Allow or deny IAM users permissions to list all resource tags for a given resource. For a list of supported resources, see ResourceTag in the AWS Billing and Cost Management API Reference.

ce:UpdateCostCategoryDefinition

Allow or deny IAM users permissions to update cost categories.

For an example policy, see View and manage cost categories in the Billing User Guide.

ce:CreateAnomalyMonitor

Allow or deny IAM users permissions to create a single AWS Cost Anomaly Detection monitor. You can add resource tags to monitors during Create. In order to create monitors with resource tags, you need the ce:TagResource permission.

ce:GetAnomalyMonitors

Allow or deny IAM users permissions to view all AWS Cost Anomaly Detection monitors.

ce:UpdateAnomalyMonitor

Allow or deny IAM users permissions to update AWS Cost Anomaly Detection monitors.

ce:DeleteAnomalyMonitor

Allow or deny IAM users permissions to delete AWS Cost Anomaly Detection monitors.

ce:CreateAnomalySubscription

Allow or deny IAM users permissions to create a single subscription for AWS Cost Anomaly Detection. You can add resource tags to subscriptions during Create. In order to create subscriptions with resource tags, you need the ce:TagResource permission.

ce:GetAnomalySubscriptions

Allow or deny IAM users permissions to view all subscriptions for AWS Cost Anomaly Detection.

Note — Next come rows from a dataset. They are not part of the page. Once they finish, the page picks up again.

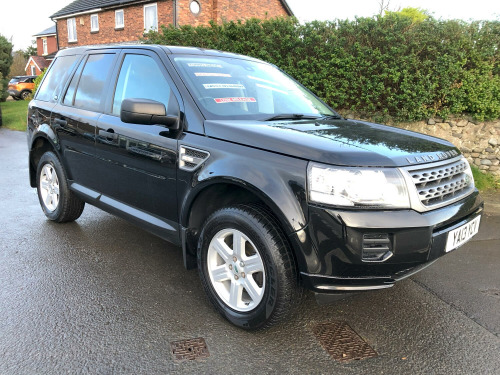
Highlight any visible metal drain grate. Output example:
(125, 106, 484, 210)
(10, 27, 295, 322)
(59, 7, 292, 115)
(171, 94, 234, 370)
(171, 337, 210, 361)
(312, 321, 377, 362)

ce:UpdateAnomalySubscription

Allow or deny IAM users permissions to update AWS Cost Anomaly Detection subscriptions.

ce:DeleteAnomalySubscription

Allow or deny IAM users permissions to delete AWS Cost Anomaly Detection subscriptions.

ce:GetAnomalies

Allow or deny IAM users permissions to view all anomalies in AWS Cost Anomaly Detection.

ce:ProvideAnomalyFeedback

Allow or deny IAM users permissions to provide feedback on a detected AWS Cost Anomaly Detection.

ce:TagResource

Allow or deny IAM users permissions to add resource tag key-value pairs to a resource. For a list of supported resources, see ResourceTag in the AWS Billing and Cost Management API Reference.

ce:UntagResource

Allow or deny IAM users permissions to delete resource tags from a resource. For a list of supported resources, see ResourceTag in the AWS Billing and Cost Management API Reference.